Oil prices are up but a recession isn't looming: Nancy Lazar

Oil prices may be soaring, but the long-term impact on the United States economy and consumers is likely to be limited, according to one economist who said that a recession is not in the offing.

Attacks on Saudi oil fields and refineries have hit the global economy hard, with oil prices up 20 percent on Monday. Those concerns hit markets on Monday, with the three indexes all showing substantial losses in morning trading.

But a long-term decline in the markets, which have rebounded in recent weeks, is not likely, according to Nancy Lazar. The founder of Cornerstone Macro told FOX Business' Maria Bartiromo on Monday that the indicators aren’t there for widespread panic or concern.

“So far, quite frankly, I would say the increase in oil prices is not going to be a game-changer for the US economy,” Lazar said. “You need to see something up well over $100 [a barrel] for a sustained period of time, based on what I went and looked back yesterday, to really push the economy into a recession.”

Bartiromo pushed Lazar on if she thinks the Saudi attacks would trigger a worldwide decline in the markets.

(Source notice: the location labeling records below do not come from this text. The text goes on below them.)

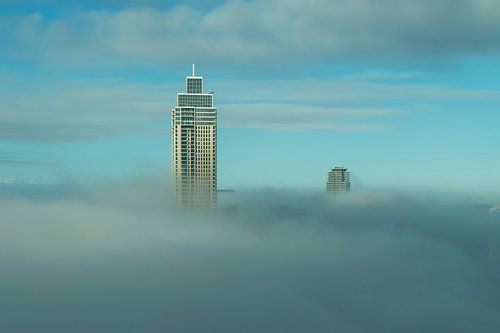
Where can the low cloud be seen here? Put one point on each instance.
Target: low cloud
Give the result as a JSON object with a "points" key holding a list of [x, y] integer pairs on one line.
{"points": [[117, 258], [63, 110]]}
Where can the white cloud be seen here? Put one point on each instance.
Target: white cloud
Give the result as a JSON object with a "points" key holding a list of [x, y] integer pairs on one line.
{"points": [[62, 109], [256, 32]]}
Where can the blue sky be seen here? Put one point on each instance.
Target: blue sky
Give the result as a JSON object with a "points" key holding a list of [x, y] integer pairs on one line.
{"points": [[403, 93]]}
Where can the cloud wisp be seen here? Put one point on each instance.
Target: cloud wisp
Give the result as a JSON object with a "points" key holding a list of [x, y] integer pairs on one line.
{"points": [[112, 259], [259, 32]]}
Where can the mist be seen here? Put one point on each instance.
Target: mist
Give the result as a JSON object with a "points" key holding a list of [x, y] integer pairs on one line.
{"points": [[117, 257]]}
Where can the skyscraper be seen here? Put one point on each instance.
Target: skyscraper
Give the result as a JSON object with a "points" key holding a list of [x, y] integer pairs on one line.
{"points": [[338, 180], [194, 147]]}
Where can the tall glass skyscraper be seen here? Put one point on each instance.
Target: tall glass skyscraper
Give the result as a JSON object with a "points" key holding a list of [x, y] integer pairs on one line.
{"points": [[194, 147], [338, 180]]}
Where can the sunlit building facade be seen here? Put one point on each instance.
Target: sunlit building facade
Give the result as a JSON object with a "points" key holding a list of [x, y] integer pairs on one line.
{"points": [[338, 180], [194, 147]]}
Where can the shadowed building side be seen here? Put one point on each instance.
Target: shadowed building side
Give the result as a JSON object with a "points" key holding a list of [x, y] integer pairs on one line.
{"points": [[194, 147]]}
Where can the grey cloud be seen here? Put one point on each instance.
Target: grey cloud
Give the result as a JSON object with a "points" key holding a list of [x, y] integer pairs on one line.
{"points": [[118, 259], [260, 32], [68, 110]]}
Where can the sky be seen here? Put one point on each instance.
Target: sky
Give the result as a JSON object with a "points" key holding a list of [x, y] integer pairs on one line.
{"points": [[403, 93]]}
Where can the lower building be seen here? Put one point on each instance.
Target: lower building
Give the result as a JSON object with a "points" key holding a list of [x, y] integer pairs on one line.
{"points": [[338, 180]]}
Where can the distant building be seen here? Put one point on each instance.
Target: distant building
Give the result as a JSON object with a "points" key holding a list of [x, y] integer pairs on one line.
{"points": [[194, 147], [338, 180]]}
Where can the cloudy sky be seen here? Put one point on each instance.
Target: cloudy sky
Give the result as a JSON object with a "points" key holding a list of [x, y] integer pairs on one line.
{"points": [[404, 93]]}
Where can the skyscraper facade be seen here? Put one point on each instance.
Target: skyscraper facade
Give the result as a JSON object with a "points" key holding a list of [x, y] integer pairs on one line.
{"points": [[338, 180], [194, 147]]}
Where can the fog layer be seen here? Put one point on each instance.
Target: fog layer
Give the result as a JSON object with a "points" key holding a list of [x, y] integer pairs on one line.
{"points": [[117, 258]]}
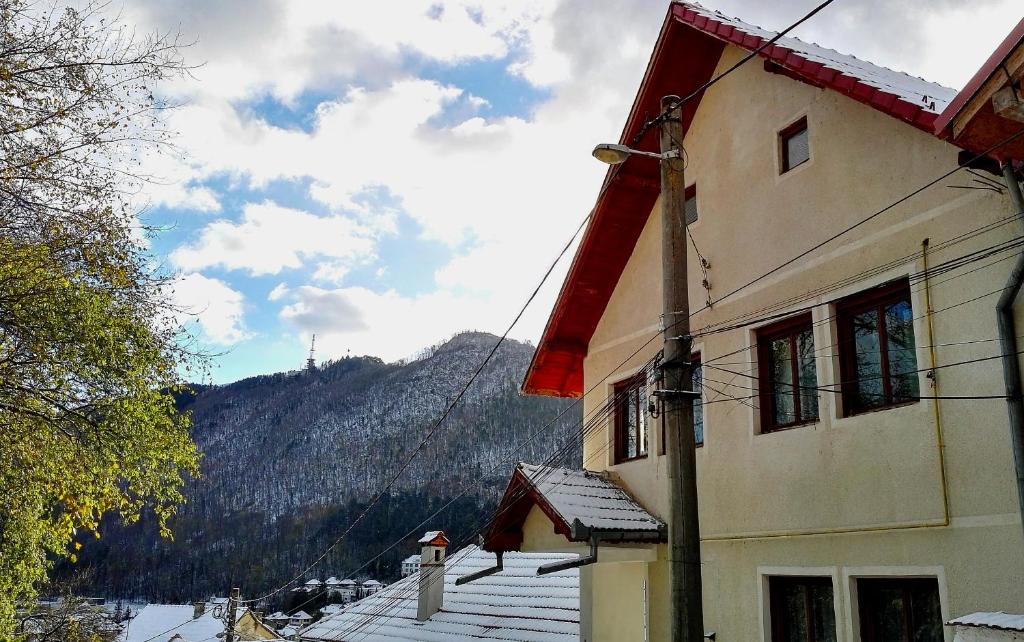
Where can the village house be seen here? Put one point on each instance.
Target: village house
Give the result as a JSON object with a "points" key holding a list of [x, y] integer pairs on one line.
{"points": [[507, 604], [855, 462], [410, 565]]}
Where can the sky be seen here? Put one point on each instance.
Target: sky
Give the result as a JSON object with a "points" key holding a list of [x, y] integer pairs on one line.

“I’m not raising the odds of a recession, no,” Lazar said.

Instability in the oil markets is nothing new. The oil energy crisis of the 1970s that went into the next decade saw oil prices triple over a five-year period of time, cresting at $37.28 in February of 1981. Similar spikes have taken place during the Gulf Wars and other moments of supply uncertainty.

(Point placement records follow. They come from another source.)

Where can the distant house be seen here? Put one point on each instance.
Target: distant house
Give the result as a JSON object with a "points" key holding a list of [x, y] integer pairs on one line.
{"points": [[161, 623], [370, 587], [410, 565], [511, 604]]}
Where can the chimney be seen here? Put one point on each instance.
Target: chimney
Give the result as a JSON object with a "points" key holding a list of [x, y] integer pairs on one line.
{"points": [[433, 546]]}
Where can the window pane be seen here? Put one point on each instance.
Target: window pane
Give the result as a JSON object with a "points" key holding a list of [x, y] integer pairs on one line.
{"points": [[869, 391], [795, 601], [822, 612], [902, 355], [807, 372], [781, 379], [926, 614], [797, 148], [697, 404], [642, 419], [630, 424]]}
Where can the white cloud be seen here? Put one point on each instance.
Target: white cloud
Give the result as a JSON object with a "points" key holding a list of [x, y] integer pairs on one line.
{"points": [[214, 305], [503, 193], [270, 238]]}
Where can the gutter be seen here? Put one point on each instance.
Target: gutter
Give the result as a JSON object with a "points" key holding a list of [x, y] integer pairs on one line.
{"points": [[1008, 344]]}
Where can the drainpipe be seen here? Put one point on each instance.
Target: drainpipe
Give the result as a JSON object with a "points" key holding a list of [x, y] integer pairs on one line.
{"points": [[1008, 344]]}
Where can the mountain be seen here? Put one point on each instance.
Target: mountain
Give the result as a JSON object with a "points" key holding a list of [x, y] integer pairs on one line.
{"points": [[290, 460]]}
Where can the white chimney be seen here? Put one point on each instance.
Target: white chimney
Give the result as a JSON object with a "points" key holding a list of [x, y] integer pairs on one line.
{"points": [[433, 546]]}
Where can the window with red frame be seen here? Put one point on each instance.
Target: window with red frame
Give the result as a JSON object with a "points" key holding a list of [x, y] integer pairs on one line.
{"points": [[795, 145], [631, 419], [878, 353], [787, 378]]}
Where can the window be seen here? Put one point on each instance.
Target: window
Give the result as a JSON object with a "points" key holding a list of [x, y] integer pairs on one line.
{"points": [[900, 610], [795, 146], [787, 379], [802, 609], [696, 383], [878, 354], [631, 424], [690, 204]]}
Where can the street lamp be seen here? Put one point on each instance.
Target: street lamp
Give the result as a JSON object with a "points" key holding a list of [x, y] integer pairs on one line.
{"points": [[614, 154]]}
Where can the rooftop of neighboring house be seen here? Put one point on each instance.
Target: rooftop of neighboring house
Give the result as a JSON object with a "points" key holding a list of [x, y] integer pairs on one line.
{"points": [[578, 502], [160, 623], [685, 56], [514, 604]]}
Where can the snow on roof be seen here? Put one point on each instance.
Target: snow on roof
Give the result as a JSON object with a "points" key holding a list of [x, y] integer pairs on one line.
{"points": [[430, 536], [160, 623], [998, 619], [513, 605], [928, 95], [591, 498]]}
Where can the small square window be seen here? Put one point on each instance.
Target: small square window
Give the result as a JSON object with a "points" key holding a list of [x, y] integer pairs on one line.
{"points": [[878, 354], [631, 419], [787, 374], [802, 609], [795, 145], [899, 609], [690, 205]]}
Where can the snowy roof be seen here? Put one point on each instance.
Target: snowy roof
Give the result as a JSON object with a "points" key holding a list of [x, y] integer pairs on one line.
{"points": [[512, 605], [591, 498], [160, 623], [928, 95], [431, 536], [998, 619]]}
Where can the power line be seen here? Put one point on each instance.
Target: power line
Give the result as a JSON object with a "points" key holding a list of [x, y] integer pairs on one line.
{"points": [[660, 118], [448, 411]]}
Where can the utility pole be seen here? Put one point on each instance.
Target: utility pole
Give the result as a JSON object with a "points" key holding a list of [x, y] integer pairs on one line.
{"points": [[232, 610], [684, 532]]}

Part of the reason for confidence among economists like Lazar and others is the natural resources the United States is currently sitting on as well as their own reserves.

According to a June study by Rystad Energy, the United States currently has access to 293 billion barrels of recoverable oil resources within its borders, the highest number in the world (overtaking Saudi Arabia this past summer). But in the immediate, the Strategic Petroleum Reserve (SPR) can help offset any spikes to oil prices in the market and at the pump.

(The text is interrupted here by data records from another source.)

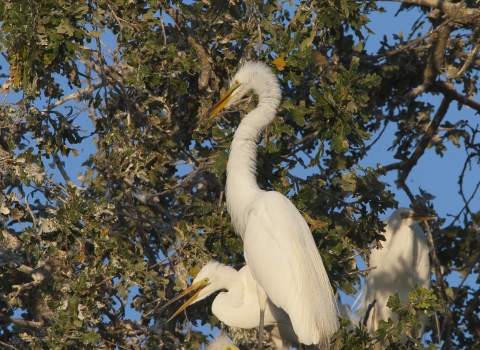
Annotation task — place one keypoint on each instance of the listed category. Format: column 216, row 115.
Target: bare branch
column 449, row 90
column 457, row 13
column 427, row 137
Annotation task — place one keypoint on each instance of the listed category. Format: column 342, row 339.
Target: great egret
column 238, row 307
column 221, row 342
column 403, row 255
column 278, row 245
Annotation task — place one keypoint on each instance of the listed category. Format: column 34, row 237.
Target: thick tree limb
column 448, row 90
column 457, row 13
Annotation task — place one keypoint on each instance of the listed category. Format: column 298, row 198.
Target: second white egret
column 404, row 255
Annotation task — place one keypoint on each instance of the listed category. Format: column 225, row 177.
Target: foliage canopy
column 121, row 84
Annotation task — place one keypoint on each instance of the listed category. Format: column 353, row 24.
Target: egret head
column 251, row 76
column 205, row 283
column 407, row 217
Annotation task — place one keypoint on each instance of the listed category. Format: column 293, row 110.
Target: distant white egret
column 221, row 342
column 238, row 306
column 404, row 255
column 278, row 245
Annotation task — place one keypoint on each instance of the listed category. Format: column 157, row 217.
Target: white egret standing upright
column 221, row 342
column 278, row 245
column 238, row 306
column 403, row 255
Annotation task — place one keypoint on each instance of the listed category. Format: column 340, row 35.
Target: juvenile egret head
column 207, row 281
column 407, row 217
column 237, row 305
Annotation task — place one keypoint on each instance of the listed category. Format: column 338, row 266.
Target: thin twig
column 356, row 272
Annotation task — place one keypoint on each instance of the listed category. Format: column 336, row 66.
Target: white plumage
column 221, row 342
column 403, row 255
column 278, row 245
column 238, row 306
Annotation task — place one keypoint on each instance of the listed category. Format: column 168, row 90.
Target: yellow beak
column 216, row 108
column 422, row 217
column 196, row 286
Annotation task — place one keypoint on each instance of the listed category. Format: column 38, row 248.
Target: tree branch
column 457, row 13
column 449, row 90
column 427, row 137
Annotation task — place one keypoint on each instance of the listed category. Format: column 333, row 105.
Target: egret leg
column 262, row 301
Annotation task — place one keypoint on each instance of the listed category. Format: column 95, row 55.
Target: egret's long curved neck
column 242, row 187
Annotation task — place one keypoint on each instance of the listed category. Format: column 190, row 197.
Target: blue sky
column 435, row 175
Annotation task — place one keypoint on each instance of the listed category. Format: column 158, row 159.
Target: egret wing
column 284, row 260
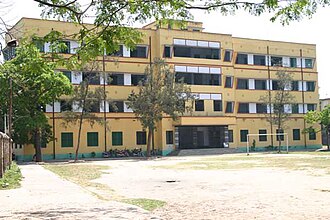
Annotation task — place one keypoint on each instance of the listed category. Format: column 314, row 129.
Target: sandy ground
column 215, row 194
column 44, row 195
column 190, row 194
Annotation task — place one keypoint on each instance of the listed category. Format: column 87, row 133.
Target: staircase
column 207, row 151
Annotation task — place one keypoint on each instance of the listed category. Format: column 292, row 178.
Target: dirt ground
column 260, row 193
column 247, row 193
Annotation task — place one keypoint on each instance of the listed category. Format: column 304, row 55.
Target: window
column 66, row 139
column 169, row 137
column 296, row 134
column 259, row 60
column 116, row 106
column 92, row 78
column 293, row 62
column 243, row 108
column 260, row 84
column 217, row 105
column 243, row 134
column 311, row 86
column 117, row 138
column 196, row 52
column 311, row 107
column 229, row 107
column 228, row 55
column 241, row 59
column 230, row 136
column 199, row 78
column 295, row 85
column 66, row 47
column 135, row 79
column 40, row 45
column 140, row 52
column 276, row 61
column 67, row 74
column 312, row 135
column 295, row 108
column 92, row 139
column 278, row 135
column 184, row 77
column 242, row 84
column 275, row 85
column 66, row 106
column 199, row 105
column 261, row 108
column 167, row 51
column 118, row 53
column 229, row 82
column 141, row 138
column 116, row 79
column 263, row 137
column 309, row 63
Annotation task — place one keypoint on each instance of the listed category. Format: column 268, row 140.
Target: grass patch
column 306, row 161
column 147, row 204
column 12, row 178
column 84, row 174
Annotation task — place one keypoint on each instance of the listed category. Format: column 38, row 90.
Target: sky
column 314, row 31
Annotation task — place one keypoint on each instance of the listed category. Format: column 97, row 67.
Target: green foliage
column 12, row 178
column 34, row 84
column 159, row 95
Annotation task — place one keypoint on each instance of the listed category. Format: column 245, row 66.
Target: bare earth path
column 259, row 193
column 44, row 195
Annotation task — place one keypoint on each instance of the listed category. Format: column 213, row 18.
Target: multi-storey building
column 227, row 74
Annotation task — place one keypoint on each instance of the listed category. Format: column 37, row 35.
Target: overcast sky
column 314, row 31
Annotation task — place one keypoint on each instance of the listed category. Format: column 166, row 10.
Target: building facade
column 228, row 75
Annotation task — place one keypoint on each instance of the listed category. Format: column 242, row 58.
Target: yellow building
column 227, row 74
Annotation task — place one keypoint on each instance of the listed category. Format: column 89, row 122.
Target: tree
column 279, row 102
column 157, row 96
column 84, row 101
column 321, row 117
column 34, row 84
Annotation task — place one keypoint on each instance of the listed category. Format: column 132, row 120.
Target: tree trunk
column 150, row 130
column 37, row 145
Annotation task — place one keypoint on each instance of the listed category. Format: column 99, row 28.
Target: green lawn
column 12, row 178
column 84, row 174
column 293, row 161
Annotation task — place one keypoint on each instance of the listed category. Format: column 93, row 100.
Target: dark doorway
column 193, row 137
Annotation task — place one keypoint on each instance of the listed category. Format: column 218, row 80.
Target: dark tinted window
column 139, row 51
column 276, row 61
column 141, row 138
column 259, row 60
column 260, row 84
column 217, row 105
column 135, row 79
column 242, row 84
column 261, row 108
column 262, row 137
column 296, row 134
column 243, row 108
column 167, row 51
column 241, row 59
column 229, row 107
column 243, row 134
column 196, row 52
column 228, row 56
column 116, row 106
column 199, row 105
column 116, row 79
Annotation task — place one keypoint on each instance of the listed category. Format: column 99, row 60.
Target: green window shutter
column 67, row 139
column 117, row 138
column 296, row 134
column 92, row 139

According to the Department of Energy, the United States holds reserves of 644.8 million barrels of crude oil.

Any decision by the president to release part of the reserves would mean that oil would hit the market within 13 days. The last time that the exchange was called upon for a release was in 2017 when Hurricane Harvey grounded all oil production in the Gulf of Mexico to a halt.

The total import protection, at full capacity, provides for 75 days of coverage for the United States economy. And with Saudi Arabia nearing a return to one-third of their oil production loss, the reserve is in a good place to potentially minimize any impact to the economy and consumers.

There may even be the opportunity for the United States to turn the situation into an advantage, especially given the resources to weather the storm. Lazar notes that China, currently embroiled in a trade war with the United States, might become a potential market for America to sell its oil in the near-term.

“China was going to be buying at least our natural gas and over time to be sure,” Lazar said. “The United States ends up becoming that important, marginal supplier of oil to the world which will help to reduce the risk of economic activity.”